James R. Cash (1989, 24 novembre)
jcash@lifestories.com
il testo in lingua originale è consultabile
sulla bma
Esame delle caratteristiche del linguaggio nel bambino autistico
Più avanti sono riportate molte teorie che possono aiutare
a comprendere come il linguaggio venga appreso.
Di particolare interesse è la questione sollevata dai trattamenti
indicati da Lovass come adatti ad insegnare il linguaggio ai bambino
autistici. Lovass ha sviluppato una procedura (terapia) di modificazione
comportamentale, impiegando teorie dell'apprendimento col rinforzo
e tecniche di modellamento per sviluppare un "programma per
l'acquisizione del linguaggio parlato nei bambini psicotici"
(Wing, 1966 p.115).
I principali interrogativi che nascono dal suo programma sono:
dove i bambini al momento imparano, per esempio, ad acquisire il
linguaggio? Cioè, dove essi apprendono l'abilità ad
identificarne le regole in modo da produrre frasi adatte al mutare
delle situazioni? Oppure, dove i bambini semplicemente imparano
(mettono insieme) un "libro delle frasi" molto complesso
in cui essi hanno costituito un repertorio di frasi per ogni occasione?
In parole povere: i bambini autistici comprendono i nuovi apprendimenti
verbali in modo del tutto simile ai bambino normali con uguale sviluppo
linguistico? Lasciateci prima prendere in esame alcune caratteristiche
del linguaggio autistico, così come sono state descritte
da Aug, (1974). Quindi, dopo una rapida presa in esame della terapia
comportamentale di Lovass, tenteremo di determinare l'efficacia
della sua terapia.
Aug delinea nove caratteristiche del linguaggio comuni nei bambini
autistici. Successivamente potremo osservare come Lovass impieghi
la teoria del rinforzo per modificare alcune di queste, così
che il linguaggio possa essere appreso.
Enfasi e timbro
Aug lo chiama cantilena, o discorso monotono. Ha anche riscontrato
che questi bambini potrebbero recitare ininterrottamente parole
e frasi stereotipate in modo ritualistico, quasi come gli slogan
di un'emittente commerciale, o una particolare domanda che potrebbe
essere ripetuta e posta senza fine a chiunque.
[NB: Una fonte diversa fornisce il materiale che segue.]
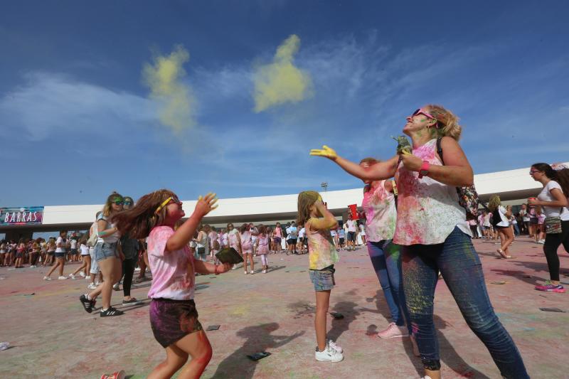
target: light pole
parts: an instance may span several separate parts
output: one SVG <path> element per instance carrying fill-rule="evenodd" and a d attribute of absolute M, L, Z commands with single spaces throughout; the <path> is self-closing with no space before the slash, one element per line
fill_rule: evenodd
<path fill-rule="evenodd" d="M 328 183 L 326 181 L 323 181 L 320 183 L 320 186 L 324 188 L 324 195 L 326 195 L 326 190 L 328 188 Z"/>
Ancora, in molti
casi il discorso autistico fallisce nell'essere rivolto a qualcuno
in particolare. Ciò nonostante, questi bambini hanno difficoltà
specifiche nell'uso dei pronomi quandosi rivolgono ad un'altra persona.
Particolarmente problematici sono i pronomi "io" e "tu"
e, se spesso sono appresi, vengono utilizzati in modo errato.
Aug ha notato che spesso "sì" è per questi
bambini una parola particolarmente difficile da usare. Infatti il
bambino che vuole rispondere affermativamente, ripete la domanda
che gli è stata appena posta. Aug lo chiama affermazione
per ripetizione. Ha anche notato che questi bambini cercano
di portare il discorso dell'altro ad aderire strettamente allo schema
di una conversazione precedente, oppure il bambino può espressamente
all'altro di dire qualcosa, ordinando: "Dì ______".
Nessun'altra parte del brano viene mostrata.